In the ongoing deliberation over the legal status of N-acetyl cysteine (NAC) as a dietary ingredient, the United Natural Products Alliance (UNPA) has submitted additional evidence of the ingredient’s use in dietary products to the U.S. Food and Drug Administration (FDA)’s Office of Dietary Supplement Programs. The evidence was submitted on January 25, after the organization’s NAC working group undertook a search for histories of sale, marketing, and manufacturing of NAC.
 
Beginning last year, the agency took issue with the ingredient’s use in warning letters to several companies marketing the ingredient, noting the ingredient was used in a drug marketed as Mucomyst in 1963, prior to the the Dietary Supplement Health and Education Act (DSHEA) of 1994. However, evidence has been provided by several trade associations, including the American Herbal Products Association, Council for Responsible Nutrition, and Natural Products Association, showing the use of NAC as a dietary ingredient prior to DSHEA’s passage.

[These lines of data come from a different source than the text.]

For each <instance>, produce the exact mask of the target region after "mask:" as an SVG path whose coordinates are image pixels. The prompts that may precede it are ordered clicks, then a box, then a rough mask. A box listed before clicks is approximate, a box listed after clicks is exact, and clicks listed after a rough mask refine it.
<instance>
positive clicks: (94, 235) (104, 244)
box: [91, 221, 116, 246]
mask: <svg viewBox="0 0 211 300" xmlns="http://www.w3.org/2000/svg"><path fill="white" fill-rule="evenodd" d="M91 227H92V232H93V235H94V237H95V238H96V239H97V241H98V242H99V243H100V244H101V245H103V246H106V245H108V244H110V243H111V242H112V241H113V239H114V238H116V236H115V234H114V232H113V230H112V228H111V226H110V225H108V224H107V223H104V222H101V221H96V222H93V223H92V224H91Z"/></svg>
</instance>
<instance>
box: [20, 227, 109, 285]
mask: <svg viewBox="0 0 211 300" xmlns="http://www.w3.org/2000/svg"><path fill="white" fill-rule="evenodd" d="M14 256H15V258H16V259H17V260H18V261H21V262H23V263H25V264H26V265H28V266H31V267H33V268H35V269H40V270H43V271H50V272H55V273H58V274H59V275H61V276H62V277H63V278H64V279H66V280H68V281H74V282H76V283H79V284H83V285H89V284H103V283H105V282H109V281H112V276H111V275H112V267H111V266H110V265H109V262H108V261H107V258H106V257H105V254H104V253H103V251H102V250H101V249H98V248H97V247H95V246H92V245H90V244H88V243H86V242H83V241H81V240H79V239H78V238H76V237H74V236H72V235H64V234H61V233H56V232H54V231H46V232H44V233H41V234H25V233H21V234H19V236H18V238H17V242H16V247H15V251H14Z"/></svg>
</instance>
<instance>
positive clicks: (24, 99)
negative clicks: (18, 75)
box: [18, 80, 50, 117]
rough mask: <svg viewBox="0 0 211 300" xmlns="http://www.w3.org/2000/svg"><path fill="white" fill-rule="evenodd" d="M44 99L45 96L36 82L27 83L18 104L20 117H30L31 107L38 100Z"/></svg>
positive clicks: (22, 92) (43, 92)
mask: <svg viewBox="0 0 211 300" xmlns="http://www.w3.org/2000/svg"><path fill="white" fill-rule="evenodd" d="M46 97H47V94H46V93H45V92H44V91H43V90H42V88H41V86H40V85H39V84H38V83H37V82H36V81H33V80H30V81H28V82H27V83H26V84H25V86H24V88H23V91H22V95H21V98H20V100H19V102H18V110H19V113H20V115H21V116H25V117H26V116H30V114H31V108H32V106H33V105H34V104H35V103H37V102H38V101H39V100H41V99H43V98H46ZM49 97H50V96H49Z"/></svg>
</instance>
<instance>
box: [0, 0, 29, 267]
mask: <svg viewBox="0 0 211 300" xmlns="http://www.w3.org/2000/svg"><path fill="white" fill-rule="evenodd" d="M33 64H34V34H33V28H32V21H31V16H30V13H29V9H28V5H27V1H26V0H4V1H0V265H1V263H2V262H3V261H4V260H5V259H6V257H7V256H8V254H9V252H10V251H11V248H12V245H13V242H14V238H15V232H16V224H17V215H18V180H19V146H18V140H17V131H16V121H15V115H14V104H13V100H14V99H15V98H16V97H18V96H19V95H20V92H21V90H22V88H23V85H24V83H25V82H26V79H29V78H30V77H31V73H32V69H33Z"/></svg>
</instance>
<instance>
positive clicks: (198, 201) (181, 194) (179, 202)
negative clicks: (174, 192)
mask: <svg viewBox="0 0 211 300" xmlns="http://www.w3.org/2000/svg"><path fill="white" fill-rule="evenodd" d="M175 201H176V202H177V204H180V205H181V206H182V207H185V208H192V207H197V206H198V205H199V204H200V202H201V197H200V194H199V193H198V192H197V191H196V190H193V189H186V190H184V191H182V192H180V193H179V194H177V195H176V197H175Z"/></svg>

A provision of DSHEA allows for dietary supplement ingredients to be “grandfathered” into legal status if they were legally marketed as such prior to the legislation’s passage.
 
“Our efforts were fruitful and as a result, a number of relevant documents were found that established, in UNPA’s opinion, definitive sale of NAC as a dietary ingredient prior to the October 15, 1994 grandfather date,” UNPA said.
 
Members of the UNPA NAC working group included: Arizona Nutritional Supplements; American Association of Naturopathic Physicians; Bastyr University; FDA Compliance Simplified; Holistic Primary Care; NOW Foods; and Ortho Molecular.
 
“We want to thank all of the volunteers of the NAC working group for their efforts and contributions,” said Larisa Pavlick, vice president of global regulatory and compliance for UNPA. “We provided critical documentation to the FDA regarding NAC as a supplement. This project was a challenge after so many years have passed since DSHEA.”
 
UNPA provided a statement of its position on the matter. It asserted that FDA is acting outside of its statutory jurisdiction and authority in attempting to exclude NAC from the dietary supplement market. It is also of the position that there is definitive evidence of pre-DSHEA use of NAC, that NAC is safe, and that these points are broadly agreed upon. It also said that it will continue to pursue the issue “until a proper outcome is reached, which is recognition of NAC as a lawful ODI [Old Dietary Ingredient as defined by DSHEA] and FDA abandons its misguided retro lookback policy.”